Fukuoka Marathon, 2016
Run - 04 Dec 2016
And there it boldly stood, like a beacon of comfort, freedom and desire. The KFC marking the 15km mark along the Fukuoka Marathon course offered a completely new challenge for me. It wasn’t so much the food I was craving at this point in the race, it’s more of a wild metaphor for what it was like to be in my head at that time: half focussed - half drifting - mind wandering, second guessing every step. Although, the fragrance of fried chicken wafting in the stiff breeze had a ushering type affect too.
So, back to this wild metaphor of mine. What was going on in my mind at this point? Well, there was the shoes being too small, the challenging wet conditions & my right calf twinging with every step. Shit happens in a marathon. The so called race plan is certainly more than likely that no to be thrown out the window. The challenge of being adaptive and relaxed as variables come into play, is a hallmark of what a marathon is about. I think, somewhere, in this paradigm of rambling thought is where the art of successfully running a marathon exists. It’s not linear or straight forward, it’s just one step at a time, time and time again.
For me the 2016 Fukuoka Marathon was unique in many ways. I use the word unique here because everything was different: the culture, food, logistics, travel and the race itself. The thing I learned here was to be adaptable before and during the race and not let the little things influence how my mind perceived the situation. This adaptive lesson is one that i’ll take with me as I venture across boarders to more races in the future.
So, lets get to the race bit and Japan.
It was the 70th year of the Fukuoka Marathon. The race itself is dubbed as one of the great world marathons, marked significantly by the fact you need to have a sub 2:40 marathon just to enter. There are two start lines; one kicks off inside the stadium for the sub 2:276 guys, and the other outside in a carpark somewhere. Both races meet up after 1500m or so, and collide into one big Japanese sushi roll.
My 2:26:19 from the 2016 Gold Coast Marathon was enough to sneak me into the stadium start. The classic Japanese traditions and formality were distinctly on show here, as the marching bands, the army patrols and guards lined the course for the full 42kms.
I also found there being something romantic about the Fukuoka Marathon. I can’t quite place my finger on it, and perhaps romantic isn’t the best work to use. But, as a lover of running, marathons in particular, racing in Japan, a country where they have a proud tradition and unprecedented depth of runner, means that when you race on their soil and see just how important running is to the Japanese, you become just a little bit overwhelmed by how special the moment is.
Oh, and right about here I have to mention the people. At every moment on the trip I was greatened and directed with such enthusiasm from the locals and officials alike. Their well-mannered custom I know is widely known, but as it was my first time to Japan, seeing it and witnessing it for myself was staggering. Many of the simple & well-mannered conversions I wish I could bring back and implement with me in western culture - especially in Australia and New Zealand.
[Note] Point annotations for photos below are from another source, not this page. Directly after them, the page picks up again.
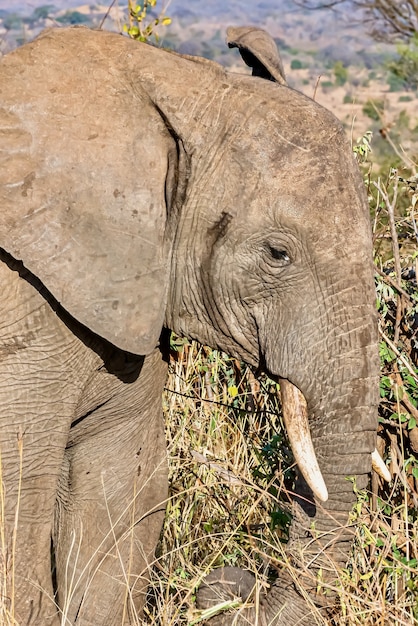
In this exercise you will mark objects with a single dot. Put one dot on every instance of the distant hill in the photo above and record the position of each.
(323, 53)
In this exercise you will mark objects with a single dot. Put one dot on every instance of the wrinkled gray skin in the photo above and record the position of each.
(143, 190)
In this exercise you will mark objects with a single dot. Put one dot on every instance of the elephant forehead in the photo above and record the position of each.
(77, 206)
Okay then, back to the race then shall we. The nuts and bolts looked a bit like this: 1:12:12 through half way, battled into the wind for a while, then held on strong to finish in 2:25:22. PB. Relieved to have made it.
So, Japan. With the mind games you enforced, the beautiful people & a historic race; I really did have one heck of a time.
I will be back to race again, now that I know what it’s like to want KFC at 15km.